Neo-liberal model krize bir çare üretemiyor, her müdahale (kurtarma, devletleştirme, düzenleme ve denetleme) bu modelden biraz daha uzaklaşmayı getiriyor. Yeni bir “model” gerekiyor. Ancak, acilen gerekli olsa bile, yeni bir modelin oluşmasının, benimsenmesinin önünde en azından üç engel var.

(1) Yirmi beş yıldır uygulanan modelin yerleşmiş kurumları, (IMF, Dünya Bankası, Dünya Ticaret Örgütü, hazine bakanlıkları, Merkez Bankaları, üniversiteler, medya), bürokrasileri, organik entelektüelleri, yeni önerilere direnecek ayak sürüyecekler.
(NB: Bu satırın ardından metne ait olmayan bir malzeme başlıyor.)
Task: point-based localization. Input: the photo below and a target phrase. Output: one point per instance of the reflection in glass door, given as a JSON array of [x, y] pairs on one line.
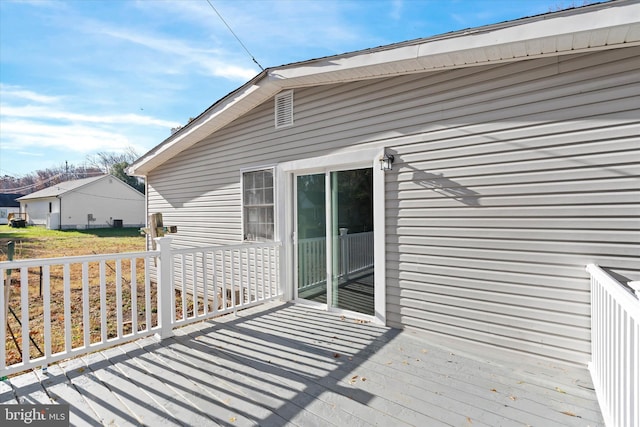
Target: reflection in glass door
[[350, 248]]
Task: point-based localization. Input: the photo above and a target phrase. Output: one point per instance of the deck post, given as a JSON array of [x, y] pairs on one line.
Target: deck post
[[165, 287]]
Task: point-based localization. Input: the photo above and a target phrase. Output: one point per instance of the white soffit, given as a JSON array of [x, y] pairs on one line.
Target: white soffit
[[605, 26]]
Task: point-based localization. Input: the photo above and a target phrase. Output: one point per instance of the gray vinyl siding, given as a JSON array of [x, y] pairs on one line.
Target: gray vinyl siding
[[508, 179]]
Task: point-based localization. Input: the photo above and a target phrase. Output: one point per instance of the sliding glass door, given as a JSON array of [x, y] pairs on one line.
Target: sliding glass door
[[334, 239]]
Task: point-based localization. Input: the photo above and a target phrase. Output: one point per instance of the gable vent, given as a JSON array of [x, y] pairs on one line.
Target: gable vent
[[284, 109]]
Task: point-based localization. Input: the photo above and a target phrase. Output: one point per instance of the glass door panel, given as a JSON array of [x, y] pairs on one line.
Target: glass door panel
[[352, 266], [348, 210], [311, 234]]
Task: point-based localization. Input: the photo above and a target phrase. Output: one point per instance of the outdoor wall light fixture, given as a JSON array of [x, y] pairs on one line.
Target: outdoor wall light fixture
[[386, 161]]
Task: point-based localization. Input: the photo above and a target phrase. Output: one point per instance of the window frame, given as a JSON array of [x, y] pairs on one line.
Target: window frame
[[244, 206]]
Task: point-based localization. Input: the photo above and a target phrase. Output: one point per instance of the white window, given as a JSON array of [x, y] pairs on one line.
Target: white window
[[257, 204]]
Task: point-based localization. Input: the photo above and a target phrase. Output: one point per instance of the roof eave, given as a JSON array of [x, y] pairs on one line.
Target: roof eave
[[604, 27]]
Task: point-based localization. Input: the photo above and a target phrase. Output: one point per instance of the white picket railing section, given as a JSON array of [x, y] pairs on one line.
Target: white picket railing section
[[76, 305], [615, 349], [355, 254]]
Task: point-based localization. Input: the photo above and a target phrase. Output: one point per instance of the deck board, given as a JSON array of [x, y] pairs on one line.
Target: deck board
[[283, 364]]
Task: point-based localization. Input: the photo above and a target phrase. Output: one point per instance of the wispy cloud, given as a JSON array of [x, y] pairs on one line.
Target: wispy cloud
[[33, 123], [39, 113], [181, 55], [16, 92]]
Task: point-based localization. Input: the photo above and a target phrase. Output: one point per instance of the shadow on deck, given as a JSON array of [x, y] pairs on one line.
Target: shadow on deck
[[282, 364]]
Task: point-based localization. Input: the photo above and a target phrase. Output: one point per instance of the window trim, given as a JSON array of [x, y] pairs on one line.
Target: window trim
[[243, 233]]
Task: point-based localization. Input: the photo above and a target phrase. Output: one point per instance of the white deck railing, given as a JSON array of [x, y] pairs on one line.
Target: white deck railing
[[355, 254], [615, 349], [76, 305]]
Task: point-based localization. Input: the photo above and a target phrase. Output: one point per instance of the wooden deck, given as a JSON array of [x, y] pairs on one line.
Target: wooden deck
[[282, 364]]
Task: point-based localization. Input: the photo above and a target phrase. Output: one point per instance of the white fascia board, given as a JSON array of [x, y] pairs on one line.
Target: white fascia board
[[518, 40]]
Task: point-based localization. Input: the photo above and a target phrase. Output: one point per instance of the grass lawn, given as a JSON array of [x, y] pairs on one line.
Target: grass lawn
[[38, 242]]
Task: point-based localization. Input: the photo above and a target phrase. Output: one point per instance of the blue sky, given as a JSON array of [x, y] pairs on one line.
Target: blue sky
[[86, 76]]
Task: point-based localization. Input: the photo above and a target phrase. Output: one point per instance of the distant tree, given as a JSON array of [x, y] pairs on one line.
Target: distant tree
[[119, 171], [44, 178], [105, 160]]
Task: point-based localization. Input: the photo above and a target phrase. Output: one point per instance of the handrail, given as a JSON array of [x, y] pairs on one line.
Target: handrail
[[139, 288], [615, 349]]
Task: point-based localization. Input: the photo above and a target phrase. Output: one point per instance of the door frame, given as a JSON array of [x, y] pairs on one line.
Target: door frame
[[356, 159]]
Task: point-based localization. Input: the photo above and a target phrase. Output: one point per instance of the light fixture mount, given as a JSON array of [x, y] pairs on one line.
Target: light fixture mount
[[386, 162]]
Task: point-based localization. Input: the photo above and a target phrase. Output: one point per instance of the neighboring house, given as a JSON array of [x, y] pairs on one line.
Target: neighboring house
[[8, 205], [516, 162], [98, 202]]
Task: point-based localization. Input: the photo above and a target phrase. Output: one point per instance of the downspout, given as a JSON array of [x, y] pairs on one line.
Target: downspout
[[59, 212]]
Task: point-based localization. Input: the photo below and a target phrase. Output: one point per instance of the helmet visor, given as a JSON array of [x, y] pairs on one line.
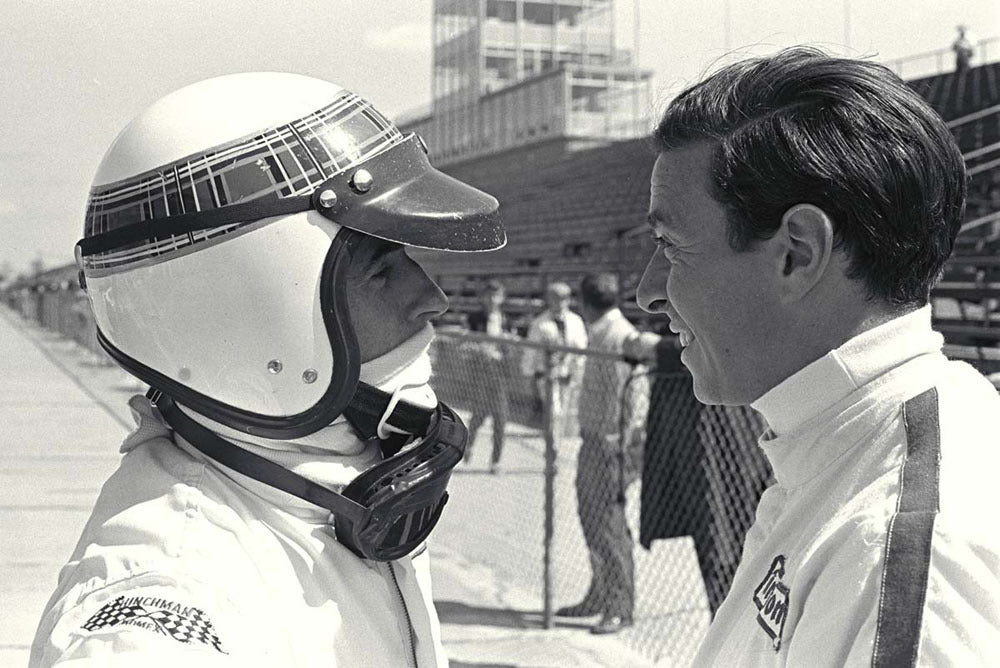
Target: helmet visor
[[397, 195]]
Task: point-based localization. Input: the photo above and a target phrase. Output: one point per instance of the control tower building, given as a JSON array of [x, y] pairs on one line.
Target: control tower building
[[513, 73]]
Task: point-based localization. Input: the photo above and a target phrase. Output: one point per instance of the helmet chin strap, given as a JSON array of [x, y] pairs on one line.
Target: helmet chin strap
[[371, 409]]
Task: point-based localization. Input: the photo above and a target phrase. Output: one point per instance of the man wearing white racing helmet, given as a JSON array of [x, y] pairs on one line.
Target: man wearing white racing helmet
[[244, 256]]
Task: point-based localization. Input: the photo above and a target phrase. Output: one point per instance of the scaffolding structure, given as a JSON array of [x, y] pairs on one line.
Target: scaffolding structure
[[508, 73]]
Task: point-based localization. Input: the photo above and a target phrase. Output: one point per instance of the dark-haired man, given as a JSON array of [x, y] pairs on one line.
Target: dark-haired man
[[803, 206]]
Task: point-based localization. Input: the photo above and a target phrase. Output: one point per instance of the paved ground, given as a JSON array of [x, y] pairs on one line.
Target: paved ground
[[62, 414]]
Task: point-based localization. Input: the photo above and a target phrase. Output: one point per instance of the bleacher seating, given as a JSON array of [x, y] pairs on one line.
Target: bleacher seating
[[570, 213]]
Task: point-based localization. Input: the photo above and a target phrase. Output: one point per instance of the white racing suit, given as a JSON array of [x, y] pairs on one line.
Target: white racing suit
[[878, 545], [186, 563]]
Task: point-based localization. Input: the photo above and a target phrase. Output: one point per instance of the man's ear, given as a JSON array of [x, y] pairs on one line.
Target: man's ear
[[807, 233]]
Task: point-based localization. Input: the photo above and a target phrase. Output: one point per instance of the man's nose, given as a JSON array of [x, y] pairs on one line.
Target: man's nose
[[651, 295]]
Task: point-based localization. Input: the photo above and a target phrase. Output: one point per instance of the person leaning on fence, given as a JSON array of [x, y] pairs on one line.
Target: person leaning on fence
[[492, 370], [962, 46], [803, 207], [612, 413], [244, 254], [557, 325]]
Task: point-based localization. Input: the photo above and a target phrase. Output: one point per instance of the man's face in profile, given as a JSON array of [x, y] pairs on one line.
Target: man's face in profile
[[720, 302], [389, 295]]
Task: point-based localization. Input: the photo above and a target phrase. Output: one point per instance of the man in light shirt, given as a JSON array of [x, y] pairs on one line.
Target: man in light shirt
[[803, 207], [557, 326]]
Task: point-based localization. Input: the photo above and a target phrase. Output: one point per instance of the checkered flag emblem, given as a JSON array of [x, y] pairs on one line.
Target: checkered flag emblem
[[185, 624]]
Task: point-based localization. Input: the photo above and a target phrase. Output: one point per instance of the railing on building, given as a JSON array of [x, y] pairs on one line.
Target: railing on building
[[938, 61]]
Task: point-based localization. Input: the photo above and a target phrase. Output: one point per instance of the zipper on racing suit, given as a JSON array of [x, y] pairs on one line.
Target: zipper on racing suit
[[410, 645]]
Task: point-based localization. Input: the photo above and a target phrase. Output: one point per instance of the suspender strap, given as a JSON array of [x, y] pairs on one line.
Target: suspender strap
[[192, 222], [908, 544]]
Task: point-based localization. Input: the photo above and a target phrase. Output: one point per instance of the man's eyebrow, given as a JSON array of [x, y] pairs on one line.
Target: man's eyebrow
[[654, 219]]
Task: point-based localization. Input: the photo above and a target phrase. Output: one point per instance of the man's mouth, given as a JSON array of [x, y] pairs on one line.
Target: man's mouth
[[684, 335]]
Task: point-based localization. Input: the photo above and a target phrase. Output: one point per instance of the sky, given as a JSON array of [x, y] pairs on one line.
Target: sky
[[73, 73]]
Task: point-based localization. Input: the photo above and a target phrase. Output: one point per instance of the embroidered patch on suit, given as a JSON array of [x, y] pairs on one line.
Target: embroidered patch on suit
[[771, 599], [183, 623]]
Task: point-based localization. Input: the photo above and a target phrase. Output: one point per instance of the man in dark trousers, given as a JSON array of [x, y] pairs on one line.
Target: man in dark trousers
[[491, 369], [612, 413]]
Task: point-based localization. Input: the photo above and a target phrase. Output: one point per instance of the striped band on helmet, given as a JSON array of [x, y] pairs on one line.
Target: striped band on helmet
[[283, 161]]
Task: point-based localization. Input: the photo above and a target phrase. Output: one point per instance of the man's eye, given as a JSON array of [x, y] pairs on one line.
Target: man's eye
[[662, 244]]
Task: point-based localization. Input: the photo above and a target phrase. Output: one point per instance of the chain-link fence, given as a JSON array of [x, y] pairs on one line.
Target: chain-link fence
[[586, 523]]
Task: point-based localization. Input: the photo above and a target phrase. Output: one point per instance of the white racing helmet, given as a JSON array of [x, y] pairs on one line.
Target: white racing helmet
[[214, 235]]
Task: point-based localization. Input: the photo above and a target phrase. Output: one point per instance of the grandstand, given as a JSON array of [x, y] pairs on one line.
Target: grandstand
[[570, 213]]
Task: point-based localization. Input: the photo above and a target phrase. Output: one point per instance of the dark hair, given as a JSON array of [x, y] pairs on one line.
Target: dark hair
[[848, 136], [492, 285], [599, 291]]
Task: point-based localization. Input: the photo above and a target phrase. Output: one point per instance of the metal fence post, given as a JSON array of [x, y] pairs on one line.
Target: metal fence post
[[548, 417]]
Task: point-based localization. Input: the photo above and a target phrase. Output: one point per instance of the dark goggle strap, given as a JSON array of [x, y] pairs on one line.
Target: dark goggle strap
[[253, 465]]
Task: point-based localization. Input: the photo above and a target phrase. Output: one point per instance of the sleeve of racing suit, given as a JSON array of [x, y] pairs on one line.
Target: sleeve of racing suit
[[148, 620]]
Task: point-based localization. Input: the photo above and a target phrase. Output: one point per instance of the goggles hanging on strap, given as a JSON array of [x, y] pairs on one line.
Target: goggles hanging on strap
[[383, 514]]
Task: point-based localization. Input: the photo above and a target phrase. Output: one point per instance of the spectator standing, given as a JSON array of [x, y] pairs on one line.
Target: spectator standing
[[492, 401], [559, 326], [608, 459], [962, 46]]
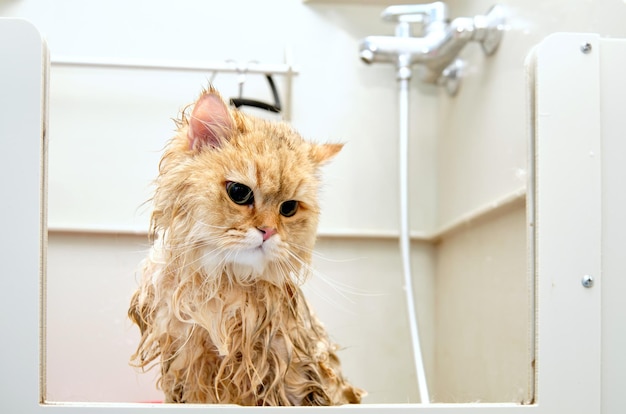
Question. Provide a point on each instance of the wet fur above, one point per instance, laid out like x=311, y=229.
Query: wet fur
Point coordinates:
x=224, y=324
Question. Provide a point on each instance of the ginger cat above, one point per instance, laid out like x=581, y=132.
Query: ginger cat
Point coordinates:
x=219, y=304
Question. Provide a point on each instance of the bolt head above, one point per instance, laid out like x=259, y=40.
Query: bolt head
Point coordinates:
x=587, y=281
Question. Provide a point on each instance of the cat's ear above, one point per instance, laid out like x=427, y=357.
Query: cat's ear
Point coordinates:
x=211, y=122
x=322, y=153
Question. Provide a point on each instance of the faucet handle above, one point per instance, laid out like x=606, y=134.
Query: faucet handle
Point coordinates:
x=416, y=13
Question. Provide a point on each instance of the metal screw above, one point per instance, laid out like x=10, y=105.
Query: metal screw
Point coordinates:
x=587, y=281
x=585, y=48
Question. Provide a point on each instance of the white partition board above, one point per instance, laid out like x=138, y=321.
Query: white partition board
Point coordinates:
x=568, y=127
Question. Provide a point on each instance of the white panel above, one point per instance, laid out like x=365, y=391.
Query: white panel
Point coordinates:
x=568, y=218
x=22, y=74
x=613, y=225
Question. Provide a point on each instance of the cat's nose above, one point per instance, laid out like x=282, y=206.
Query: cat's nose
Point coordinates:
x=267, y=232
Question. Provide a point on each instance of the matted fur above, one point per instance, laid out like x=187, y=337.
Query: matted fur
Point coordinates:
x=220, y=309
Siyasi liderler yetiştikleri ortamın yüküyle hızlı davranamayacaklar. Orta sınıflar, devlet müdahalesine, vergilendirmeye, maliye politikalarına iyi bakmayacaklar.

(2) Neo-liberalizm iflas edince akla Keynesgil modele geri dönmek geliyor . Ancak o modelin şekillendiği dönemde, sermayeyi uzlaşmaya zorlayan üç etken, sosyal demokrasi, kitlesel sendikal hareket ve komünizm tehdidi bu gün yok. Bu yüzden sermaye sınıfı devletin müdahale gücünün, “göreli özerkliğinin” yeniden artmasına karşı direnecek.

(3) Maliye politikalarından sonuç alabilmek ( tüketimi, üretimi, yatırımları teşvik edebilmek) için ekonomik etkinliğin sınırlarını denetleyebilmek, yapılan desteğin, ülke içinde kalmasını sağlamak gerekiyor. Yoksa hükümetler, yönetici sınıfları,  hatta orta sınıfları bu uygulamaların yükünü üstlenmeye ikna edemezler. Anımsarsanız, Keynesgil modelde dış ticaretle mali piyasalar ulusal zeminde denetlenir, ülke içindeki ekonomik etkinlik kısmen de olsa planlanır ve ona göre desteklenir, daha önemlisi işçinin ücretinin bir kısmını (toplumsal ücret: sağlık, ulaşım tüketim konut vb destekleriyle) ödemeyi devlet üstlenirdi.

Bu yukarıdaki engellerin aşılması yeni (kapasite fazlası sorununa da, savaşa yol açmadan bir çare bulabilecek) bir modelin şekillendirilip uygulanmaya konması kolaylıkla ve kısa sürede gerçekleşecek bir şey değil. 1970’lerde,  Keynesci modelden neo-liberalizme geçiş 7-8 yıl sürmüştü.